Deciphering the human genome with AI
Prof. Eleftheria Zeggini at the Helmholtz Institute for Translational Genomics researches how risks for complex diseases like diabetes, osteoarthritis, and obesity (the phenotype) can be predicted from the DNA sequence (the genotype). Such prediction based on genomic data can enable early intervention in disease and serve the prevention of complications.
Sequencing the genomes of thousands of healthy and diseased individuals results in vast amounts of data that hold much greater potential than human hands can fully exploit. Computer algorithms, on the other hand, possess this capability. Prof. Zeggini and her team use AI algorithms to identify gene variants in human genomes associated with disease. Furthermore, these algorithms can identify biomarkers that provide prognoses for the course of a disease and identify potential complications. Prof. Zeggini emphasizes that this information is not deterministic but includes a relative risk. Whether a disease actually develops depends on the interplay with various environmental factors.
According to Zeggini, the combination of AI and genomic data has proven to be a very helpful tool in analyzing and repurposing existing medications for different medical conditions. The significant potential of this approach is that medications can be deployed more quickly, if shown to be efficacious, since they have already been tested for safety.
Using AI to diagnose and treat genetic diseases
Mutations in DNA can lead to cancer and hereditary diseases, with devastating consequences. The human genome is so vast and complex (3 billion base pairs!) that finding disease-causing mutations is a challenge. Often, this involves just a single mutated base pair. Hence, the genetic causes of cancer and hereditary diseases often remain unclear, alongside potential therapeutic approaches. AI can help to make precise predictions from extensive sequence data – Prof. Julien Gagneur and his research group at the chair for Computational Molecular Medicine at TUM are developing algorithms that predict which mutations lead to faulty gene products and why.
They are particularly interested in so-called non-coding DNA sequences, which constitute 98-99% of the genome. These sequences are not themselves translated into proteins but play a crucial role as regulators of the expression of protein-coding genes. Prof. Gagneur uses advanced AI techniques and vast genomic data to understand the function of these much less explored sequences that make up the majority of the genome.
From a single fertilized egg emerges a human being composed of a myriad of distinct cell types – a true masterpiece of nature.
Prof. Fabian Theis and his team at the Helmholtz Munich Computational Health Center are dedicated to unraveling the molecular and biochemical processes that orchestrate this remarkable development. Simultaneously, they investigate the aberrations that occur in patients afflicted with illness.

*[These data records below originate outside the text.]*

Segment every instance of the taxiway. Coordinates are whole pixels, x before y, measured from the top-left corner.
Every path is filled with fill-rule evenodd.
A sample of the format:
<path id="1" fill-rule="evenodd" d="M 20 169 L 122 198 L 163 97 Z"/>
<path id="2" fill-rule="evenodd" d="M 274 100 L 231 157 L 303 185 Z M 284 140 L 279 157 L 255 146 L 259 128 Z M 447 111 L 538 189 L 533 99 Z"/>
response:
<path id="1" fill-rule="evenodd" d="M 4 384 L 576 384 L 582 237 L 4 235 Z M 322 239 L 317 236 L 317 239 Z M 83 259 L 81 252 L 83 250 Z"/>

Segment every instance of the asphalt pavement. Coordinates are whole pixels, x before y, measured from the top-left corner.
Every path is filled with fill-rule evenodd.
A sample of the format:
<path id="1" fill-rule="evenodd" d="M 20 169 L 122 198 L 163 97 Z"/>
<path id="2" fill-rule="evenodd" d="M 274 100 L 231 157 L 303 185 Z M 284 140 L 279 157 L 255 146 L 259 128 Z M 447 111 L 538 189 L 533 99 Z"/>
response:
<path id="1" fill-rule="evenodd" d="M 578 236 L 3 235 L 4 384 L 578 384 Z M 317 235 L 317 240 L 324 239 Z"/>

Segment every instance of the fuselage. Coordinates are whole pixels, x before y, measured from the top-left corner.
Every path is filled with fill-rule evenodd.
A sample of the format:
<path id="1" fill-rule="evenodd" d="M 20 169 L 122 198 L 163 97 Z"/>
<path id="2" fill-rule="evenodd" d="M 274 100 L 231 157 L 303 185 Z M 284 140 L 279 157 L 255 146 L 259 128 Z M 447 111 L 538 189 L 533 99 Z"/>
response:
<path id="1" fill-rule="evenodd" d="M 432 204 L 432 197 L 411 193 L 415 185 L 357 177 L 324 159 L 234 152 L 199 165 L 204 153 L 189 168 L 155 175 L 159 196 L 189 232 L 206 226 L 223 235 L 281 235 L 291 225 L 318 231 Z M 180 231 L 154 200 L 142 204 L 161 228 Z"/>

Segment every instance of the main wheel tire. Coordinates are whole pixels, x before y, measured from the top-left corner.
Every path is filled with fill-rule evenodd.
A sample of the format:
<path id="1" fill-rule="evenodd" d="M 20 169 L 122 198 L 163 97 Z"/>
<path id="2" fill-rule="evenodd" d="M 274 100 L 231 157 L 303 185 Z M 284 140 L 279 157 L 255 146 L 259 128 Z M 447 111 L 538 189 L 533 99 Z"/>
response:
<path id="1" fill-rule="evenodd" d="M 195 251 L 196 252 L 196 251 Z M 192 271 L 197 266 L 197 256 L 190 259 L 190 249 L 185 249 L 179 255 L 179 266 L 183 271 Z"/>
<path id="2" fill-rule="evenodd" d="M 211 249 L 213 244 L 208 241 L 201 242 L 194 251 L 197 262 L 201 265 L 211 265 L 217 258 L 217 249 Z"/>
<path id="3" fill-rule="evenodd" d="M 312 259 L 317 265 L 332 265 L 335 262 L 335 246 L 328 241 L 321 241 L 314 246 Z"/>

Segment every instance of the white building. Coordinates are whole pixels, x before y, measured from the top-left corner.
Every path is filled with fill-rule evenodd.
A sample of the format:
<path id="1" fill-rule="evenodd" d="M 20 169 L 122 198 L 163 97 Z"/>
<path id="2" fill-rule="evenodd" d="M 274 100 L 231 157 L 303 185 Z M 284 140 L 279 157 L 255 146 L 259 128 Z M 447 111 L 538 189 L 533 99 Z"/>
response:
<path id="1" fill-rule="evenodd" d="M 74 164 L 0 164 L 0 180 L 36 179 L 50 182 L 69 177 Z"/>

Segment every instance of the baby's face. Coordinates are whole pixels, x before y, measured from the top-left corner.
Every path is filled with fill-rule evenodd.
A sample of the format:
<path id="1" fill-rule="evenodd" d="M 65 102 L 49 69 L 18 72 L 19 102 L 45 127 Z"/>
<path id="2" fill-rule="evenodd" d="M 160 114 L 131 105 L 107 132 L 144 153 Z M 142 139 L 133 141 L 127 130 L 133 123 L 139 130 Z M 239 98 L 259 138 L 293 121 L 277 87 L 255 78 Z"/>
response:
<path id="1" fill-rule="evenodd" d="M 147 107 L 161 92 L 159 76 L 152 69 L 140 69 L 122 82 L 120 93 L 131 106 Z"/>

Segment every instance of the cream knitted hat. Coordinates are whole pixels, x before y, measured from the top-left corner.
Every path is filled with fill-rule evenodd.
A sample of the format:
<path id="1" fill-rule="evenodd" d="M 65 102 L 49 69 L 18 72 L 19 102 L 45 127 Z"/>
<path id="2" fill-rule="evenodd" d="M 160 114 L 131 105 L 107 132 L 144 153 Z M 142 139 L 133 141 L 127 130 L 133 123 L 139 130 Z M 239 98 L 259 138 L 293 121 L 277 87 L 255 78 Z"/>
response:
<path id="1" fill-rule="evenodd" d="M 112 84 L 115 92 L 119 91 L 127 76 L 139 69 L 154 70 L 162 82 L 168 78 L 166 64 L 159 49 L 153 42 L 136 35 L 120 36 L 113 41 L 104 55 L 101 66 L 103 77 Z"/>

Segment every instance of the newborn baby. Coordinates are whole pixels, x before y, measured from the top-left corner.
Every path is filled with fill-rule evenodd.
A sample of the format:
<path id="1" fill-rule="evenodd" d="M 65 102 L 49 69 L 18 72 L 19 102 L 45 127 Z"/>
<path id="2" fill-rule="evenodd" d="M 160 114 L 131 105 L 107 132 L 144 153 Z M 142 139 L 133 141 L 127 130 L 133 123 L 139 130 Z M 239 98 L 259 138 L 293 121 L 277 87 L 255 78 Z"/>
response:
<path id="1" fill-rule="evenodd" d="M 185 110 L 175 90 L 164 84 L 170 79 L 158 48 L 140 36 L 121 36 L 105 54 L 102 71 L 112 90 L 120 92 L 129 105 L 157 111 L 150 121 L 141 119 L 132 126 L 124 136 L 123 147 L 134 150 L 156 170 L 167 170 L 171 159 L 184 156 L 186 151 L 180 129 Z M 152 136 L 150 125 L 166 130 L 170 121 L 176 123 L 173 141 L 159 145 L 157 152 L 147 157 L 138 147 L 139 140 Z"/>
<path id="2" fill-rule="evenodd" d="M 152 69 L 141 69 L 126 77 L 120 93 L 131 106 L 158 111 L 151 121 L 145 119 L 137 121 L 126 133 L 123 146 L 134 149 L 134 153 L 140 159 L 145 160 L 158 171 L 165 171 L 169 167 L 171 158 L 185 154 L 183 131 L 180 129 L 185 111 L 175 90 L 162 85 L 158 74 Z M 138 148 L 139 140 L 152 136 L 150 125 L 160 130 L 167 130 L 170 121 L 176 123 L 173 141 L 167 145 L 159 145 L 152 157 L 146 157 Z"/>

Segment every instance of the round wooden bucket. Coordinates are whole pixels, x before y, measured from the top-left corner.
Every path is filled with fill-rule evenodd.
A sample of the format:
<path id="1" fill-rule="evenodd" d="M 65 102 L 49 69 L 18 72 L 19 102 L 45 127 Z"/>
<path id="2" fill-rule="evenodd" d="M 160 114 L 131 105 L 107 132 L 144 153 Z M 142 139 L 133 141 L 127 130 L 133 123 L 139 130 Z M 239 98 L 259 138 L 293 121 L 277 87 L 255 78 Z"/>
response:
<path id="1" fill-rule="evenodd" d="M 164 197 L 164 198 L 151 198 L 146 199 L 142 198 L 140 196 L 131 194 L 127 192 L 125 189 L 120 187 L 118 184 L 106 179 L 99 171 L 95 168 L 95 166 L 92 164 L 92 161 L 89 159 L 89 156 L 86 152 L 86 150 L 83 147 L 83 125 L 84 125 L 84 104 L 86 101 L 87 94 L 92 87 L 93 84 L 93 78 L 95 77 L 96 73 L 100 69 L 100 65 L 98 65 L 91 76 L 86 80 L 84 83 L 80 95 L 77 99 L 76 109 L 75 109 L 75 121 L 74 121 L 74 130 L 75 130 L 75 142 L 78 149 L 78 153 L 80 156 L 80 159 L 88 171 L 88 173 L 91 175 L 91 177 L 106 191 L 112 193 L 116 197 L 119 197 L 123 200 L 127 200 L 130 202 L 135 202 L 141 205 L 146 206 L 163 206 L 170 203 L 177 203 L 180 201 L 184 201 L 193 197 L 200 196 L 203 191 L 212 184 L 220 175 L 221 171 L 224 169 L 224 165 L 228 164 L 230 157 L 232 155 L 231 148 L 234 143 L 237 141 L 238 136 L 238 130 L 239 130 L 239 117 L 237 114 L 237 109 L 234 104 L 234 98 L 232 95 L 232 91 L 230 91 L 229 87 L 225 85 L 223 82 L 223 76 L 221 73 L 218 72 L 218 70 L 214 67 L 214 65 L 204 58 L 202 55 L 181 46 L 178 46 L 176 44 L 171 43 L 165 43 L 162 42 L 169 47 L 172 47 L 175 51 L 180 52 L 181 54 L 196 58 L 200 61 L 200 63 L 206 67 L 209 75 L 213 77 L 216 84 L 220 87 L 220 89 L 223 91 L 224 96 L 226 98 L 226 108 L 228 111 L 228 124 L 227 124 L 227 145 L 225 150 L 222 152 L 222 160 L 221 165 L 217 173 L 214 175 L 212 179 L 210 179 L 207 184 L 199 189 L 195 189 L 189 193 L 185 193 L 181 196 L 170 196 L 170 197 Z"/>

To address these questions, they sequence and characterize individual body cells, generating substantial volumes of Big Data. In order to unearth answers from this data deluge, they craft AI algorithms, employing a method known as unsupervised machine learning. This type of AI analyses data without a specific query and classifies cell types based on commonalities, such as a similar gene expression profile. The more akin cells are, the closer they align within a biological developmental process.
Through this methodology, AI constructs models that illustrate the developmental stages of cell types and tissues. Drawing from these cellular atlases of human organs, biochemical markers can be identified and applied for diagnosis, including the identification of metabolic diseases. Furthermore, these cellular atlases prove invaluable in developing medications with enhanced precision, focusing on very specific processes and reducing the likelihood of side effects.